Commission des lois constitutionnelles, de législation, du suffrage universel, du Règlement et d'administration générale — Réunion du 28 octobre 2015 à 9h05
Pénaliser l'acceptation par un parti politique d'un financement par une personne morale — Examen du rapport et du texte de la commission

Photo de Michel DelebarreMichel Delebarre :

« Le Parlement est appelé à délibérer d'un ensemble de dispositions qui, à un titre ou à un autre, se présentent comme relatives aux rapports entre l'argent et la politique. [...] Or, à chaque fois, en 1988 comme en 1990 ou en 1992 - et aujourd'hui encore - le Parlement se voit contraint de légiférer en fin de session, à chaud et sous la pression des médias. »

Ces mots de notre ancien collègue Christian Bonnet, lorsqu'il rapportait la loi du 19 janvier 1995 relative au financement de la vie politique, décrivent parfaitement la situation du Parlement lors de l'examen de la loi du 11 octobre 2013 relative à la transparence de la vie publique, dont le projet a été transmis fin juin 2013 au Sénat en première lecture et adopté moins d'un mois après. Les députés avaient introduit des dispositions relatives au financement de la vie politique dans ce texte qui en était dépourvu. Le Sénat s'en saisit pour les améliorer. En séance publique, à la faveur d'un amendement, notre collègue Jean-Yves Leconte a soulevé une difficulté d'ordre constitutionnel : l'Assemblée nationale avait modifié les règles de plafonnement des dons des personnes physiques aux partis politiques.

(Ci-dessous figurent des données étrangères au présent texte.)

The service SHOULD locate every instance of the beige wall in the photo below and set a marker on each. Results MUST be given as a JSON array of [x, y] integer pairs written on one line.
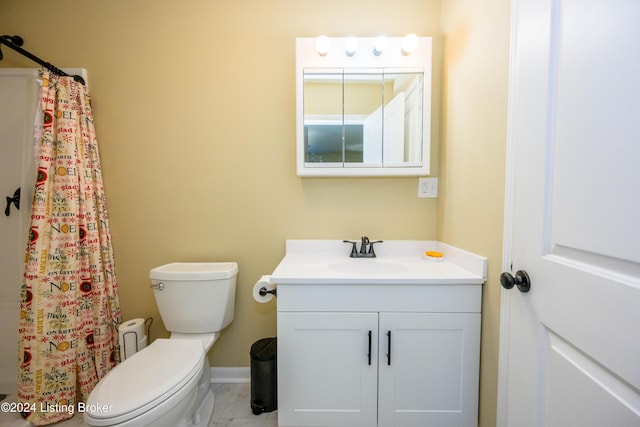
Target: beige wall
[[472, 157], [195, 114]]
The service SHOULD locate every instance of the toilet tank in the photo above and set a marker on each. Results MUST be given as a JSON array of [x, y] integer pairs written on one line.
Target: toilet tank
[[195, 297]]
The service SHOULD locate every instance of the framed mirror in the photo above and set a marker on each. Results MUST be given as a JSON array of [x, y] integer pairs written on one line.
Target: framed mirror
[[363, 114]]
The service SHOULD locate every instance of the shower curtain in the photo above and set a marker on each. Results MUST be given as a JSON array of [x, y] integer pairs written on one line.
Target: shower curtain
[[70, 308]]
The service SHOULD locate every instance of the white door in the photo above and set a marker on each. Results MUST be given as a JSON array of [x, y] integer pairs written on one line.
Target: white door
[[570, 347], [428, 369], [327, 369]]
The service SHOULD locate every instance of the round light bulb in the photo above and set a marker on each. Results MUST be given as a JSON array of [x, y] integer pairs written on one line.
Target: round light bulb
[[323, 44], [380, 45], [350, 46], [409, 44]]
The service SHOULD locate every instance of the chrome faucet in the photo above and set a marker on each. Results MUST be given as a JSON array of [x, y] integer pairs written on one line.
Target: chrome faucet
[[363, 253]]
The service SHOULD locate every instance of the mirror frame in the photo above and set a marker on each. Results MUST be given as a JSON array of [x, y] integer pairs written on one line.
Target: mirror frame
[[392, 59]]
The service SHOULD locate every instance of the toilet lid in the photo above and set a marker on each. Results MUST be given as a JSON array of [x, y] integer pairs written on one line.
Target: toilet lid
[[147, 378]]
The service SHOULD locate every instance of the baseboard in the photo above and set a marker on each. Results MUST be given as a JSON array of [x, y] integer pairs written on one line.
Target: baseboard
[[230, 375]]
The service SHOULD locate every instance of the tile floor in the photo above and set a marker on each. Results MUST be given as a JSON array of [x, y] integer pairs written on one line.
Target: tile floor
[[232, 409]]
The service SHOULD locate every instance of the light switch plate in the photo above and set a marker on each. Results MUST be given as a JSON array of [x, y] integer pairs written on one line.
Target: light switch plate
[[428, 187]]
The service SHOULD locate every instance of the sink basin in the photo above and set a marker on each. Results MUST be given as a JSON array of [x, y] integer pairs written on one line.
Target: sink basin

Ce plafond annuel de 7 500 euros était apprécié auparavant par parti politique, ce qui permettait à une même personne de donner cette somme la même année à plusieurs partis, y compris à des « micro-partis » qui collectaient au profit d'un seul parti. L'Assemblée nationale proposait d'apprécier dorénavant ce plafond par donateur et non par parti bénéficiaire, ce qu'approuva le Sénat. Cependant, les sanctions pénales prévues par la loi du 11 mars 1988 n'étaient plus adaptées car, lorsque ce don excédait ce plafond, était puni de 3 750 euros d'amende et d'un an d'emprisonnement autant la personne donatrice que le parti bénéficiaire. Or, le parti politique pouvait ignorer que le donateur avait effectué d'autres dons et qu'il acceptait un don au-delà du plafond légal. Cet amendement, repris en séance publique par le président Jean-Pierre Sueur, rapporteur du texte au nom de la commission des lois, reçut l'avis favorable du Gouvernement puis fut approuvé par l'Assemblée nationale.

Par ce biais, une malfaçon législative s'était insérée au sein de l'article 11-5 de la loi du 11 mars 1988. Elle se révéla quand des juges d'instruction voulurent au printemps 2015 poursuivre un parti politique pour financement par une personne morale : le périmètre de l'infraction ne le permettait plus. La presse s'en fit l'écho. La loi pénale est d'interprétation stricte et par un raisonnement a contrario, seul le financement d'un parti politique par une personne physique au-delà du plafond légal est, en l'état nouveau du droit, sanctionné pénalement mais plus le don d'une personne morale.

Le financement d'un parti politique par une personne morale, à l'exception d'un autre parti politique, reste illicite mais ne peut plus être sanctionné pénalement pour les faits commis depuis le 13 octobre 2013. La proposition de loi de notre collègue Jean-Pierre Sueur répare cette lacune pour l'avenir - selon le principe constitutionnel de non-rétroactivité de la loi pénale plus sévère. Je vous demanderai donc d'approuver ce texte, après vous avoir soumis un amendement rédactionnel et un autre pour en assurer l'application outre-mer.